Question: Quels pourraient être les délais des premières mises en accusation?

M.D.: «Les collèges spéciaux de juges ont été constitués, le Parquet spécial travaille déjà depuis plusieurs années. Les avocats de la défense ont été désignés, leur liste a été établie, comme celle des avocats des plaignants. Contrairement à la TPIY, les intérêts des plaignants ne seront pas représentés par le parquet mais par des avocats. Les conditions formelles ont été créées, l'UE a assuré les fonds de financement, le tribunal ne se situe pas sur le territoire du Kosovo. Dans ce sens, toutes les conditions ont été réunies et on attend à présent les mises en accusation.

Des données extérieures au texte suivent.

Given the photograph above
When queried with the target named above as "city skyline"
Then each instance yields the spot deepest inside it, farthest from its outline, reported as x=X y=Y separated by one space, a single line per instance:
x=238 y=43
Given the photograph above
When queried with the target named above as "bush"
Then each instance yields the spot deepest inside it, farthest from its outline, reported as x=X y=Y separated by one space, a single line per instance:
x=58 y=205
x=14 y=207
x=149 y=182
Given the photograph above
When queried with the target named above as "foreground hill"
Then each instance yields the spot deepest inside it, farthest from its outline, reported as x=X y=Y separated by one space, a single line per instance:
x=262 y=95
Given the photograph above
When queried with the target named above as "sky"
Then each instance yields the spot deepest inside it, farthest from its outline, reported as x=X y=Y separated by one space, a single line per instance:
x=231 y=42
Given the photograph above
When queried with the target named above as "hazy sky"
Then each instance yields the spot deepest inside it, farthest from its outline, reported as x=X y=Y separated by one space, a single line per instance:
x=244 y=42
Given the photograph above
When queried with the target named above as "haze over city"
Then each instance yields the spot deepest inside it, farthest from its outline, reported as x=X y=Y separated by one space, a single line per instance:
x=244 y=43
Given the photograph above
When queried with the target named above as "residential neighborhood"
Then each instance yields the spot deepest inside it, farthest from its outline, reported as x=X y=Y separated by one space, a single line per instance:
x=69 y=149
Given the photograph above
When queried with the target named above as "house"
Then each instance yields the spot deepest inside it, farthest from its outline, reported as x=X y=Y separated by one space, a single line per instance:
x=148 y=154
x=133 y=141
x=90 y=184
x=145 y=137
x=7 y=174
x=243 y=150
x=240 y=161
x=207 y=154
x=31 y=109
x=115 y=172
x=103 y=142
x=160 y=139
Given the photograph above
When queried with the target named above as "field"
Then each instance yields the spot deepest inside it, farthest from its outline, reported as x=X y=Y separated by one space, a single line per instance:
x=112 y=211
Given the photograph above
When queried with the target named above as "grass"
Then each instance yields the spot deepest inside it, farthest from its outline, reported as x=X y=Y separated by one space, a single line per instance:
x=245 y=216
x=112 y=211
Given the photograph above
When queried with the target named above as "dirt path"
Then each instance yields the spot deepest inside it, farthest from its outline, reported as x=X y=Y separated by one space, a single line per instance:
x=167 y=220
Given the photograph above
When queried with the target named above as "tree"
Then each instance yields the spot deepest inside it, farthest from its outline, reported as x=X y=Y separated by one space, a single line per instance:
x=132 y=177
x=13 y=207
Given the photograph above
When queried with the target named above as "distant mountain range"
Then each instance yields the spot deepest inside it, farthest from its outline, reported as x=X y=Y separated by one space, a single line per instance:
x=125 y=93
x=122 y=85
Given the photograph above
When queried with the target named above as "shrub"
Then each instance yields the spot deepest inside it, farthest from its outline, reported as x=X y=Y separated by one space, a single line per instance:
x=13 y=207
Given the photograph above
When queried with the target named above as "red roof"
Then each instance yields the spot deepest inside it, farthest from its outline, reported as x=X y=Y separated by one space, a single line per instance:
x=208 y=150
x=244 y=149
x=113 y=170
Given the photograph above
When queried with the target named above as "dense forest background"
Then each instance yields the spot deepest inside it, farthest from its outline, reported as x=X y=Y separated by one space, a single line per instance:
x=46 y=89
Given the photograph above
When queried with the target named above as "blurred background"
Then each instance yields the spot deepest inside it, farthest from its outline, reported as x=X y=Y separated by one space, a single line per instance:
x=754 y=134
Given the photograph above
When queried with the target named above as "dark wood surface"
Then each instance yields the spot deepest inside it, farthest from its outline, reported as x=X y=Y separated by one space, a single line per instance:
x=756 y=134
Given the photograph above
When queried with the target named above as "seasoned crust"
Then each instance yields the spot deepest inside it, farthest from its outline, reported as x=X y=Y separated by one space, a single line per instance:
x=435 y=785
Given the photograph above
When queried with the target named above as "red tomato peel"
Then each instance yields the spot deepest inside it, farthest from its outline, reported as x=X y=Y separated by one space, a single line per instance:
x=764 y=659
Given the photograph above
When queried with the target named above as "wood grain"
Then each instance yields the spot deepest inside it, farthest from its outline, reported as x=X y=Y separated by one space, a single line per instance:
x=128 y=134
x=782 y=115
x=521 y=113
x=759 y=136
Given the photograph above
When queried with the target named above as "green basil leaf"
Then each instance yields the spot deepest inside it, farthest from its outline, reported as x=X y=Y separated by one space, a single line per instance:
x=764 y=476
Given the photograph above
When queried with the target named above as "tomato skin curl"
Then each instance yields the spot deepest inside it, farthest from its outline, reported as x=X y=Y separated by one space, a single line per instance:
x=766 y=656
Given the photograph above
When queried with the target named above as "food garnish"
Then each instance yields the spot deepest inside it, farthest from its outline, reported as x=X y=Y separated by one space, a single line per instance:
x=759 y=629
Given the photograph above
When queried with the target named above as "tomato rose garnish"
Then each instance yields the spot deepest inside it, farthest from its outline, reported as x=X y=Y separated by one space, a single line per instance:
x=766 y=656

Voilà ce que je peux vous dire d'après nos contacts avec le Parquet spécial. Il s'agit actuellement d'une phase décisive, pendant laquelle il sera décidé de lancer la mise en accusation ou d'y renoncer. Cela dépend avant tout du nombre et de la qualité des preuves réunies sur les crimes commis. Je pense qu'à l'étape actuelle et après la décision du Parquet spécial, s'il décidait de mettre en accusation, nous pouvons nous attendre à ce que cela soit fait. Quoi qu'il en soit, nous approchons de la phase finale de ce processus».